2. Where the adult who died or sustained serious harm was not subject to adult supportandprotection processes

(i) When the findings of an inquiry or review by another organisation orcourt proceedings, or a referral from another organisation gives rise to reasonable cause for concern about lack of involvement in relation to the Adult Support and Protection (Scotland) Act 2007

or

(ii) The Adult Protection Committee determines there may be learning to be gained through conducting a Learning Review.

Definition of an adult at risk of harm

The Act refers to an 'adult' as a person aged 16 or over, and Adults at Risk of Harm are defined as those adults who:

  • are unable to safeguard their own well-being, property, rights or other interests
  • are at risk of harm
  • because they are affected by disability, mental disorder, illness or physical or mental infirmity are more vulnerable to being harmed than adults who are not so affected

Who Can Request a Learning Review?

Any agency with an interest in an adult's wellbeing and safety can request that a case be considered for review by the Adult Protection Committee where they consider the criteria for review is met. It should be noted that concerns raised by families and addressed through the relevant agency's normal complaints procedure may also be a trigger for a Learning Review, where the agency considers the criteria for a review is met. The agency addressing the complaint should refer the circumstances to the Adult Protection Committee for their consideration at the earliest opportunity.

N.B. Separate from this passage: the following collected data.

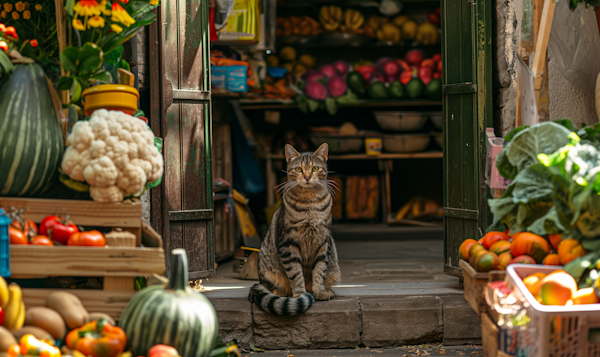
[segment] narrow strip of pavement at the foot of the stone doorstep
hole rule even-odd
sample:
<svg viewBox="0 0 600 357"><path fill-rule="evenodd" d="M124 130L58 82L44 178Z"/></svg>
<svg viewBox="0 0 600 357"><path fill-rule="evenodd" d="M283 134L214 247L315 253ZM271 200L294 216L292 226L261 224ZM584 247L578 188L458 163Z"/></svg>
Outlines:
<svg viewBox="0 0 600 357"><path fill-rule="evenodd" d="M242 356L255 355L264 357L379 357L379 356L483 356L481 346L404 346L390 348L356 348L336 350L289 350L268 351L265 353L248 352Z"/></svg>

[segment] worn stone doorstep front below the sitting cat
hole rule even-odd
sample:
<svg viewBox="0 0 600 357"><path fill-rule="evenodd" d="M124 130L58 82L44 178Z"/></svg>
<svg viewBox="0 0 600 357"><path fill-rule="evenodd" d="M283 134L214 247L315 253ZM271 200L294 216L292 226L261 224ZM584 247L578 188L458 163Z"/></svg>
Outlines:
<svg viewBox="0 0 600 357"><path fill-rule="evenodd" d="M224 342L265 350L481 343L479 318L463 295L341 296L304 314L274 316L245 298L208 296Z"/></svg>

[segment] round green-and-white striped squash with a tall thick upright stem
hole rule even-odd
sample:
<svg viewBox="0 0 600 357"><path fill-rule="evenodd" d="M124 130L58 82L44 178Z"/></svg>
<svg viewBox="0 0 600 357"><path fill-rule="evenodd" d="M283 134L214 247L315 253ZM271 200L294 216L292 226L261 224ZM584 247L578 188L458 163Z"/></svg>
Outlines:
<svg viewBox="0 0 600 357"><path fill-rule="evenodd" d="M121 319L127 351L147 356L154 345L175 347L184 357L207 357L216 342L219 324L208 299L188 285L184 249L171 252L171 275L166 287L149 286L131 298Z"/></svg>

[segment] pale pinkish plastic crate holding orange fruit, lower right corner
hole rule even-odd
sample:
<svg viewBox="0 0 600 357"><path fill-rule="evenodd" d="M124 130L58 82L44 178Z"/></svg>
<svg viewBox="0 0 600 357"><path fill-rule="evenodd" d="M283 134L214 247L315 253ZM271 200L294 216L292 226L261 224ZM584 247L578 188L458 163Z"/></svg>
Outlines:
<svg viewBox="0 0 600 357"><path fill-rule="evenodd" d="M516 297L526 300L526 314L530 319L517 333L517 357L600 357L600 304L542 305L521 278L559 269L529 264L512 264L506 268L510 286L518 288Z"/></svg>

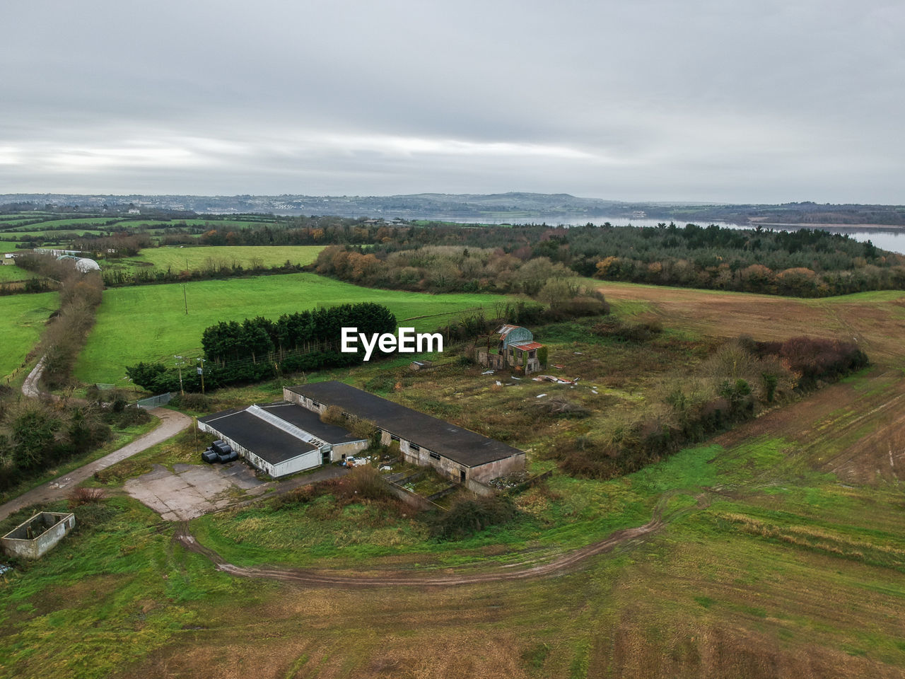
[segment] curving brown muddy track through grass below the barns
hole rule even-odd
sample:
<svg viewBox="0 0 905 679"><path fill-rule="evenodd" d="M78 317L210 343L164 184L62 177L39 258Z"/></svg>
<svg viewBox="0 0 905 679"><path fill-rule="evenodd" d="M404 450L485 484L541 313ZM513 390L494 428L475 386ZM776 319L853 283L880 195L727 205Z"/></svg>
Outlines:
<svg viewBox="0 0 905 679"><path fill-rule="evenodd" d="M543 578L567 572L569 569L573 569L586 559L612 551L619 545L631 540L642 539L659 531L668 521L671 521L677 516L704 508L710 504L708 493L700 493L700 489L697 489L695 492L698 493L696 495L698 500L697 506L671 512L669 517L664 517L669 500L677 493L689 492L680 490L664 493L653 508L651 521L643 524L643 526L614 531L604 540L599 540L586 547L567 552L546 563L534 565L525 562L513 563L480 573L456 573L450 572L451 569L444 569L445 572L443 575L436 575L431 572L414 574L402 570L386 570L378 575L375 575L373 571L370 573L348 575L346 573L331 572L329 569L286 569L274 567L246 568L227 562L214 550L205 547L198 542L198 540L195 540L195 536L193 536L189 530L188 521L182 521L178 525L176 532L173 535L173 541L183 545L186 550L201 554L209 559L214 563L217 570L222 570L224 573L229 573L230 575L239 578L273 579L282 582L297 582L305 585L320 585L336 588L455 587L459 585L474 585L486 582Z"/></svg>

Inter-related Investigations, reviews and other processes

As elaborated in Annex 7, there are a number of other processes, including criminal investigations and NHS Significant Adverse Event Reviews, that could be running in parallel with a Learning Review and this raises a number of issues including:

  • relationship of the Learning Review with other processes, such as criminal proceedings and Health Board reporting and reviewing frameworks
  • securing co-operation from all agencies, including relevant voluntary sector interests in relation to the release and sharing of information
  • minimising duplication through the integration and coordination of these processes wherever possible
  • ensuring a sufficient degree of rigour, transparency and objectivity

Depending on the case, there could be a number of processes which come into play which are driven by considerations wider than service failure or learning lessons across agencies. These can include disciplinary processes, criminal investigation, report of death to Procurator Fiscal or a Fatal Accident Inquiry. In addition to this, agencies should ensure that the areas for improvement identified and shared learning are directed through the relevant clinical and care, or quality assurance, governance arrangements.

These processes may impact on whether a review can be easily progressed or concluded; criminal investigations always have primacy. To help establish what status a Learning Review should have relative to other formal investigations, on-going dialogue with Police Scotland, COPFS or others to determine how far and fast the Learning Review process can proceed in certain cases must take place. Issues to be considered include:

  • how to link processes
  • how to avoid witness contamination
  • how to avoid duplicate information being collected
  • whether to postpone a Learning Review until determination of a parallel proceeding

There could be cross-cutting issues, for example, gender-based violence, human trafficking, or problematic alcohol and drugs use.

Processes can, and do, run in tandem, and the basic principles to follow are: check if there are other processes going on from the start; ensure good communication with each other; and ensure the relevant information is shared with the right parties. Above and beyond this, the priority is that the adult is, and remains safe, regardless of other ongoing investigations (including criminal investigations). Consideration should be given to the safety of other adults who could also be at risk of harm. The rights of staff or others who are under investigation, but have not been charged or found guilty, is another factor to be taken into account.